How often do I put my worth in things that society tells me I have to have? To be successful you need this ________. To be happy you need this _______. To be fulfilled you must be married, have 2.5 children, a beautiful home, a great job...To feel comfortable in your own skin you must be this height, this weight. 

When I was walking the other day I caught my shadow and the first thing I thought was, "WOW look how tall I am! Gosh, I wish I had long legs."  I've struggled with my physical appearance my entire life. I'm too short, too fat, bad skin, ugly hair......all the while outwardly appearing totally comfortable in my skin.
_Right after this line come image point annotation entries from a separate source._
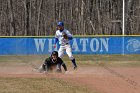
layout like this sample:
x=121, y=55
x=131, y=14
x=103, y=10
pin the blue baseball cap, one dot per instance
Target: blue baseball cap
x=60, y=23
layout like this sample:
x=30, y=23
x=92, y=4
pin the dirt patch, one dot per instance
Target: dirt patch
x=104, y=79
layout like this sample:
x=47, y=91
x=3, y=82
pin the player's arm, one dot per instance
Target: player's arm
x=69, y=35
x=55, y=40
x=45, y=65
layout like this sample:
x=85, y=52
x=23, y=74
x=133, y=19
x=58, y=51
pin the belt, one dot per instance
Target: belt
x=64, y=44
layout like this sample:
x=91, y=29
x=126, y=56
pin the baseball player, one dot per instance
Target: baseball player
x=53, y=62
x=63, y=36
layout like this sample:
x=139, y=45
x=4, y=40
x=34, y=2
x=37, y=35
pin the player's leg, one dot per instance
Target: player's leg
x=61, y=51
x=69, y=53
x=58, y=68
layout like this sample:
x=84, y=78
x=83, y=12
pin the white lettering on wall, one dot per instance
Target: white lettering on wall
x=40, y=44
x=75, y=45
x=95, y=42
x=104, y=42
x=84, y=42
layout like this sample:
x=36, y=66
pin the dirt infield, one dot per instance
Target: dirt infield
x=104, y=79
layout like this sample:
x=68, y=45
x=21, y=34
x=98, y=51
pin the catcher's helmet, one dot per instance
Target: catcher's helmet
x=60, y=23
x=54, y=53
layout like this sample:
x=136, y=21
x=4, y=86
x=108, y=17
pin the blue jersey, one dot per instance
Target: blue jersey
x=59, y=36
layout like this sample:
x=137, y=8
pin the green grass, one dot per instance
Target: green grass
x=39, y=85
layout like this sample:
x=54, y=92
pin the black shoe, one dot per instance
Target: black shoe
x=75, y=67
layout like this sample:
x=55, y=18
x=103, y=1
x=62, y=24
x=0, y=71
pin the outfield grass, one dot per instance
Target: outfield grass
x=82, y=60
x=40, y=85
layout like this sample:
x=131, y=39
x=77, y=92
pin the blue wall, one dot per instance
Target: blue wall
x=80, y=45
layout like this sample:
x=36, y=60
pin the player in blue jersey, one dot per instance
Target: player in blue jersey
x=63, y=36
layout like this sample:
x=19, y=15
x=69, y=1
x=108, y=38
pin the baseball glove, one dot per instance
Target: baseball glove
x=64, y=35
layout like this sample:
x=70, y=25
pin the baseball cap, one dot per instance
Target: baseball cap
x=60, y=23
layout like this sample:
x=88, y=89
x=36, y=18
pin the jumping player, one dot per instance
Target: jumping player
x=54, y=62
x=63, y=36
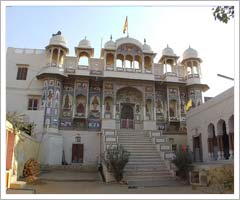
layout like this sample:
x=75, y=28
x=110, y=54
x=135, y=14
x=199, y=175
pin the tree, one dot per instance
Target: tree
x=223, y=13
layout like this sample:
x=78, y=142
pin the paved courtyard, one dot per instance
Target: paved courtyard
x=77, y=182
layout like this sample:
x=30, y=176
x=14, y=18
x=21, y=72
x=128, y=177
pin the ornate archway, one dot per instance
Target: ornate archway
x=130, y=103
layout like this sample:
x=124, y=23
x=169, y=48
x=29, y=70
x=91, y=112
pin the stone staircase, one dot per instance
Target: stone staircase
x=145, y=166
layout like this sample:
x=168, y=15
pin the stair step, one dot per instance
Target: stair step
x=18, y=185
x=149, y=160
x=148, y=178
x=144, y=157
x=152, y=183
x=145, y=167
x=144, y=173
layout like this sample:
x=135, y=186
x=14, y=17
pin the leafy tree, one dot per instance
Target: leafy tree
x=223, y=13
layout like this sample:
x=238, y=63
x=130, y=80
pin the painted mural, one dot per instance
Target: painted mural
x=67, y=105
x=51, y=102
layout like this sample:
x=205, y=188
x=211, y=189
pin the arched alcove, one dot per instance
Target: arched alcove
x=173, y=108
x=129, y=61
x=148, y=63
x=83, y=59
x=222, y=132
x=110, y=59
x=137, y=62
x=81, y=102
x=213, y=147
x=119, y=61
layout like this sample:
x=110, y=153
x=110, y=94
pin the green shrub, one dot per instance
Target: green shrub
x=183, y=162
x=116, y=159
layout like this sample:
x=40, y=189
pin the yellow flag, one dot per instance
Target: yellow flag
x=189, y=105
x=125, y=25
Inside I'm screaming, "CAN YOU SEE ME?" 

I can only share my own thought and that thought is, can short people actually be seen? 

My taller friends would say, "I've always wanted to be petite." The struggle is real, right? Hannah's worth was tied to her inability to have children. Is my worth tied to how I look on the outside? Honestly, at 63 I'm beginning to desire greatly to allow God to work those negative, unhealthy, totally untrue thoughts out of me. His timing is perfect though it would have been helpful (or so I think) to experience personal acceptance a LOT sooner.
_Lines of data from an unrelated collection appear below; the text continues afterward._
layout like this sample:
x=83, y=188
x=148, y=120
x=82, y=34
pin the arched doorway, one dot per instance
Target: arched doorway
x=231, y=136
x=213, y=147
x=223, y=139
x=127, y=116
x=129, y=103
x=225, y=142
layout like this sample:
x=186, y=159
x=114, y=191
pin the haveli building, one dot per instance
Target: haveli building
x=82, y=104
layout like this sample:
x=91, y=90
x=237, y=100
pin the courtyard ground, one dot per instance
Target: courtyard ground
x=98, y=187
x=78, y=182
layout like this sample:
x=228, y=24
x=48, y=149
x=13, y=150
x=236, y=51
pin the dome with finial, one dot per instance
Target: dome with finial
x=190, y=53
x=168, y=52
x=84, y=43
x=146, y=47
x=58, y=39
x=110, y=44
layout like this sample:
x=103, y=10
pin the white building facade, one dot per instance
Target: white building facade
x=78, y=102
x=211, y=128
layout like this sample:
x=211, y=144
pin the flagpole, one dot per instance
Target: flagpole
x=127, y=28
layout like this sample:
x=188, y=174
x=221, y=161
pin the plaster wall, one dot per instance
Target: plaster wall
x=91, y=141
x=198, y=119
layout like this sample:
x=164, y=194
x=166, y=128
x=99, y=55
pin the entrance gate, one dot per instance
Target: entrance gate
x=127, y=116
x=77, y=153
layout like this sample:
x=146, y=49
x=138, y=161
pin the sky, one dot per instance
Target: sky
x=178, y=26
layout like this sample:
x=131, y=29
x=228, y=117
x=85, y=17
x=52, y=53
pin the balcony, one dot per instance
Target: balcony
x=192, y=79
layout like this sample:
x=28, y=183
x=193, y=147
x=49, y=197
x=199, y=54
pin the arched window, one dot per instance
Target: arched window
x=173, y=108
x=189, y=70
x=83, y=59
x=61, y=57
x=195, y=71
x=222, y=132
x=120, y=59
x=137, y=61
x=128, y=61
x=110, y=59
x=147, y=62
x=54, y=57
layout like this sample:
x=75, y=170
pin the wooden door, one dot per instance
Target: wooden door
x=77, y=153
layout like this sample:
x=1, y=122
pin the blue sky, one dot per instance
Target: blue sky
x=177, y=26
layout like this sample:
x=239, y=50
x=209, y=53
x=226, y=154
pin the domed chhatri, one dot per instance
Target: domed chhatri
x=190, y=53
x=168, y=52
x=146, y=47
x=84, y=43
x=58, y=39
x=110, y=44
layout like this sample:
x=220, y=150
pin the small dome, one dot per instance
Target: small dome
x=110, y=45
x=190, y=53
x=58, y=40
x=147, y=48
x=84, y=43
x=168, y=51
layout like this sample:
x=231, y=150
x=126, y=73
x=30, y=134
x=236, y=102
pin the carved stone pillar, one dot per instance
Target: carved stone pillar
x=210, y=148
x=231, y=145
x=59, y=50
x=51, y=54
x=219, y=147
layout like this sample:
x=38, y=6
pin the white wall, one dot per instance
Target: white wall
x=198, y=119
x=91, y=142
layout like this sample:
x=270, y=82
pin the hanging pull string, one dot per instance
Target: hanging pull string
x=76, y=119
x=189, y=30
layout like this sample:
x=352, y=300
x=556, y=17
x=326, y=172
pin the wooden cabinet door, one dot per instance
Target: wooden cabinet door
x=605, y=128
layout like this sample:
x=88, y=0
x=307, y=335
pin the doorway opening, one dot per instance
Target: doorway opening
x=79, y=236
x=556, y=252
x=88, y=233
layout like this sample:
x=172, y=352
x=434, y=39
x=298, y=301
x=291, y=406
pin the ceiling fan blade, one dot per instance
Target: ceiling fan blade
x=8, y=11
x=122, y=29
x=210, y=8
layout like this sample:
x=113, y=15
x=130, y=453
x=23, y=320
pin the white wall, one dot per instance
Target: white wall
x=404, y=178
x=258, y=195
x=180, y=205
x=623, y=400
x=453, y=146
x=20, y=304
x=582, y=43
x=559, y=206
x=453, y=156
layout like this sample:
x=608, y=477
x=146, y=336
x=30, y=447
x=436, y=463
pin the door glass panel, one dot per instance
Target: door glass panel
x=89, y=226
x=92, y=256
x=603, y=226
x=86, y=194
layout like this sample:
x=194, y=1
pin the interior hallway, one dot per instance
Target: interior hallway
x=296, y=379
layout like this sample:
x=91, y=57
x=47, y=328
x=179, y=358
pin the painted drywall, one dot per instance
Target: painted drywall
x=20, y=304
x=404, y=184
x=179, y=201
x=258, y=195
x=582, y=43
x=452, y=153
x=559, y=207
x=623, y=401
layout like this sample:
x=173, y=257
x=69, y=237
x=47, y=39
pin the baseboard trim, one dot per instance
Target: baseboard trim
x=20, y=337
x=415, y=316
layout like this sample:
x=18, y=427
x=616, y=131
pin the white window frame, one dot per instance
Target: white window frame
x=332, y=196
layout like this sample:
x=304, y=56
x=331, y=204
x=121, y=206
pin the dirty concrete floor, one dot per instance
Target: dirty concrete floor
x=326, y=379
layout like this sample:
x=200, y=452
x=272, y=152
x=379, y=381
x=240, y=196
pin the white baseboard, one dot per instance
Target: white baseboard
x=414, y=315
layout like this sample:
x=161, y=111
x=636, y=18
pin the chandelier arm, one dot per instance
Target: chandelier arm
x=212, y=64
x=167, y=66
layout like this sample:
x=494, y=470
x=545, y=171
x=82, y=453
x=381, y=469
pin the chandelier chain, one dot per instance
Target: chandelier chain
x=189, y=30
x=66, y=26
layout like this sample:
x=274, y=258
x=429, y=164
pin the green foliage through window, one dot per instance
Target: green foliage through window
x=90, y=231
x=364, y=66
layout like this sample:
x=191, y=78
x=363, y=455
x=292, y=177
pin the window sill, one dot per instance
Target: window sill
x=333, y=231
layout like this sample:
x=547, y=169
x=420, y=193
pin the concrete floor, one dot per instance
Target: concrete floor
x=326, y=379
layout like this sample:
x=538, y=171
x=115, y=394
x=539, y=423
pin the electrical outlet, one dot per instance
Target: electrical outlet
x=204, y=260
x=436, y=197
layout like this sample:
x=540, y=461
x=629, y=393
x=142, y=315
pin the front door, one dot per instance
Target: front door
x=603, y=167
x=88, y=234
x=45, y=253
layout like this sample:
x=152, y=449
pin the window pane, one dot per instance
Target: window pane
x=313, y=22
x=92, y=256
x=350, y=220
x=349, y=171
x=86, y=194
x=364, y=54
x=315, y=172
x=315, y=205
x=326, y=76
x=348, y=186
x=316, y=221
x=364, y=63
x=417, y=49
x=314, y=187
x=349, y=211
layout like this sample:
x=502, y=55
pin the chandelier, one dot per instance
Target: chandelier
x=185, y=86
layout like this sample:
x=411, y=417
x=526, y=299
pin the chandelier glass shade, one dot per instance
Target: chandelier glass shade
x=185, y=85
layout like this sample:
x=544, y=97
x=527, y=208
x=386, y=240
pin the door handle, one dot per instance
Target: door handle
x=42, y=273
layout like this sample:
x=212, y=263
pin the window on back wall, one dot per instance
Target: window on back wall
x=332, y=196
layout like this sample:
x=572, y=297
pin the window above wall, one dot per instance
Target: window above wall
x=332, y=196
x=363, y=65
Remember David, the young shepherd, against the Philistine? Listen to his words:

“You come against me with sword and spear and javelin, but I come against you in the name of the Lord Almighty...."

Such confidence....

Then Saul dressed David in his own tunic. He put a coat of armor on him and a bronze helmet on his head. David fastened on his sword over the tunic and tried walking around, because he was not used to them. “I cannot go in these,” he said to Saul, “because I am not used to them.” So he took them off.  Then he took his staff in his hand, chose five smooth stones from the stream, put them in the pouch of his shepherd’s bag and, with his sling in his hand, approached the Philistine.

David had such confidence that he would succeed just as himself. Just as God created him! No fancy clothing or weapons. His confidence was in exactly how God created him and what God created him for!!
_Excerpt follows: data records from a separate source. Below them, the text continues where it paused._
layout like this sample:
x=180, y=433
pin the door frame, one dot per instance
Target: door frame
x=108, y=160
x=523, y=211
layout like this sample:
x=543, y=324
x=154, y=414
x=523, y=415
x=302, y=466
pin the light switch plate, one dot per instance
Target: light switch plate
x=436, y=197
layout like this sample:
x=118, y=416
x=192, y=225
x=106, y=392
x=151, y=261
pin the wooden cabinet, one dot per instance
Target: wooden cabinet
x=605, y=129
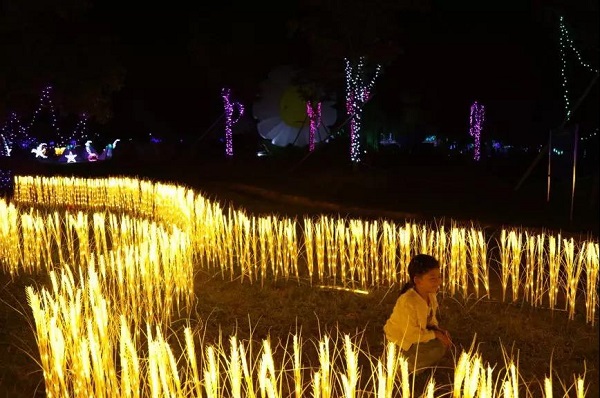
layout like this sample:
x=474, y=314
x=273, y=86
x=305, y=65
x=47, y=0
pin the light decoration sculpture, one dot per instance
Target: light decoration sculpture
x=358, y=92
x=230, y=108
x=477, y=118
x=46, y=102
x=566, y=43
x=314, y=115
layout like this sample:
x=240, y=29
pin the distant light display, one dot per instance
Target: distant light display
x=314, y=115
x=566, y=43
x=477, y=118
x=6, y=179
x=46, y=102
x=358, y=92
x=230, y=108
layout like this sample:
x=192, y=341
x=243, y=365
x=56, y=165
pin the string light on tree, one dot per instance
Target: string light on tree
x=358, y=91
x=79, y=133
x=566, y=43
x=6, y=179
x=314, y=115
x=230, y=108
x=15, y=134
x=46, y=102
x=477, y=118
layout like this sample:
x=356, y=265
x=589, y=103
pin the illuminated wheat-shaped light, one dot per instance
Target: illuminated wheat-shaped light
x=351, y=250
x=388, y=252
x=234, y=368
x=505, y=261
x=247, y=371
x=297, y=363
x=267, y=377
x=327, y=230
x=10, y=242
x=530, y=268
x=386, y=372
x=309, y=247
x=516, y=252
x=324, y=373
x=340, y=233
x=474, y=257
x=554, y=254
x=404, y=242
x=350, y=378
x=211, y=373
x=591, y=282
x=130, y=363
x=319, y=240
x=441, y=253
x=573, y=267
x=457, y=263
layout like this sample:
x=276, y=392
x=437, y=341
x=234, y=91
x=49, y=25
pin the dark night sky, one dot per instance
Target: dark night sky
x=503, y=54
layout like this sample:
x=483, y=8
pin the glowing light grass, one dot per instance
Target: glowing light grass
x=136, y=273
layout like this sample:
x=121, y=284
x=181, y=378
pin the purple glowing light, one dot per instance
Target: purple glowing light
x=230, y=107
x=477, y=118
x=314, y=116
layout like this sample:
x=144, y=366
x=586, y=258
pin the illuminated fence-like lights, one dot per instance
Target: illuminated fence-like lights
x=117, y=277
x=230, y=109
"It was not by sword or spear that the Lord save; for the battle is the Lord's and HE WILL GIVE ALL OF you into our hand."

Remember Moses? He did not speak eloquently, he wanted God to send someone else. How about the disciples? Did they feel equipped in their own power?

If I could do it all on my own I would have no need for a Savior. That is truth 100%.

"Therefore, in order to keep me from becoming conceited, I was given a thorn in my flesh, a messenger of Satan, to torment me. Three times I pleaded with the Lord to take it away from me. But he said to me, “My grace is sufficient for you, for my power is made perfect in weakness.” Therefore I will boast all the more gladly about my weaknesses, so that Christ’s power may rest on me. That is why, for Christ’s sake, I delight in weaknesses, in insults, in hardships, in persecutions, in difficulties. For when I am weak, then I am strong."

Oh Lord, help me to RUN to you and your Word. Every time I do you show me things that I've never seen before. I never, EVER, EVER, EVER step away with nothing. I am never disappointed. All I have to do is write your Word on my heart and YOU will use it in your perfect timing. Please help me to always place you first. Early in the morning....filling my heart to overflowing so that everything that comes out of my mouth is an outpouring of what you've placed in my heart.
"Out of the overflow of the heart the mouth speaks." Let it be you Jesus...let it be you.